Official Website Organisasi Perempuan Muslim Ahmadiyah

Shafiyah binti Huyay ra – Keturunan para Nabi dan Berhati Mulia

Shafiyah

Beliau berasal dari Bani Nadhir. Shafiyah adalah putri Huyay bin Akhthab, pemimpin suku Yahudi Khaibar, salah satu Bani Israel yang bermukim disekitar Madinah.

Shafiyyah binti Huyay bin Akhtab bin Sa’yah bin Amir bin Ubaid bin Kaab bin al-Khazraj bin Habib bin Nadhir bin al-Kham bin Yakhurn, termasuk keturunan Harun bin Imran bin Qahits bin Lawi bin Israel bin Ishaq bin Ibrahim.
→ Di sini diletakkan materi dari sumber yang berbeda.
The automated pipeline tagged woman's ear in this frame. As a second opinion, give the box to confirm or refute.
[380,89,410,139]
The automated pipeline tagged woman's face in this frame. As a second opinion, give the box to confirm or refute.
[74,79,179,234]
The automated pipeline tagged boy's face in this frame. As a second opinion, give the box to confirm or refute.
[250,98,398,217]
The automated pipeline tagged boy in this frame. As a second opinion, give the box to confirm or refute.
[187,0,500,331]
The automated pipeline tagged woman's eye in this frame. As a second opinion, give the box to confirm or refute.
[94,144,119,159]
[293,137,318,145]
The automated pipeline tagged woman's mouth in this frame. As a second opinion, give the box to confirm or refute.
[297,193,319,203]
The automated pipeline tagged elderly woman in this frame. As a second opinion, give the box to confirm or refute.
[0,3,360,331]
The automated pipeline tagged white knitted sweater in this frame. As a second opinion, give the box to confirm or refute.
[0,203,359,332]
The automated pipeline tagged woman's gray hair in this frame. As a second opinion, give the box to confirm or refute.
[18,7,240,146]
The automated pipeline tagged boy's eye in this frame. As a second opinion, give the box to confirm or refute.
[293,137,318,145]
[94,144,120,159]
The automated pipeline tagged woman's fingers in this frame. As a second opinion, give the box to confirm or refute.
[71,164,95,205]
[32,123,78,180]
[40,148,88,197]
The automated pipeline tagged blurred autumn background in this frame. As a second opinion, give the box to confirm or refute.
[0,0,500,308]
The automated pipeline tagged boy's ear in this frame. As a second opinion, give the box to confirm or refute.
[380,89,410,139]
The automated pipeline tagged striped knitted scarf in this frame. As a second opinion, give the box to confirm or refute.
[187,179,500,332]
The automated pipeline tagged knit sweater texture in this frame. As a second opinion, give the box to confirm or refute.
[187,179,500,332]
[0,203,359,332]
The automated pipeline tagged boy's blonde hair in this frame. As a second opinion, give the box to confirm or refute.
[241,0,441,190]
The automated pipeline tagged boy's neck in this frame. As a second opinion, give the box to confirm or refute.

Sejak masih muda, Shafiyah sudah gemar akan ilmu pengetahuan. Ia banyak mempelajari tentang sejarah Yahudi hingga menemukan fakta dalam kitab Taurat bahwa kelak akan datang seseorang nabi penyempurna agama samawi yang datang dari jazirah Arab.

Ayahnya mengetahui bahwa Muhammad saw adalah nabi yang dimaksud. Namun, ia menyembunyikan fakta ini dari Shafiyah. Kebencian Huyay bin Akhtab dan kaumnya terhadap Rasulullah dibuktikan dengan diingkarinya perjanjian Hudaibiyah serta menghasut kaum Quraisy untuk menyerang kaum muslimin.

Huyay terbunuh di pertempuran ini, hingga Shafiyah hidup sebatang kara. Rasulullah kemudian memberikan pilihan kepada Shafiyyah, apakah ia ingin dimerdekakan dan dikembalikan kepada kaumnya, atau ingin masuk Islam kemudian dinikahkan oleh Rasulullah.

Dengan tegas Shafiyyah menjawab, “Ya Rasulullah, aku telah menyukai Islam dan membenarkanmu sebelum engkau mendakwahiku. Aku tidak meyakini agama Yahudi. Orangtua dan saudara-saudaraku pun telah tiada. Allah dan Rasul-Nya lebih aku sukai dari pada dibebaskan untuk kembali pada kaumku.”

Menurut Al-Hafizh Abu Nu’aim, Shafiyyah dikenal sebagai orang yang bertakwa, bersih, dan matanya selalu basah karena menangis. Ibnu Katsir juga turut menuturkan bahwa Shafiyyah adalah seseorang yang sangat menonjol dalam ibadah, kezuhudan, kebaikan, dan shadaqah. Ia juga merupakan istri dari Rasulullah yang sangat tulus dan penuh kejujuran. Selepas kepergian Rasulullah, ia semakin menunjukkan ketakwaan kepada Allah SWT hingga ajal menjemputnya.

Dalam paparan singkat mengenai keteladanan Shafiyyah binti Huya dapat diambil hikmah bahwa menjadi muslimah sejatinya ialah menjadi pembelajar yang baik. Terus menggali ilmu pengetahuan dan menyeimbangkan dengan amalan akhirat merupakan sebuah pencapaian yang sangat bernilai tanpa perlu menyombongkan diri.

Jika Shafiyyah yang pada masanya dapat dipuji sebagai wanita yang sangat cerdas oleh Ibnu Al-Atsir dan An-Nawawi, pada era globalisasi sekarang ini, di mana arus informasi sangat mudah diterima, sudah seharusnya kita sebagai muslimah dapat lebih memperkaya diri dengan ilmu pengetahuan yang didapat dan terus mengupgrade diri dari segi keimanan dan ketakwaan.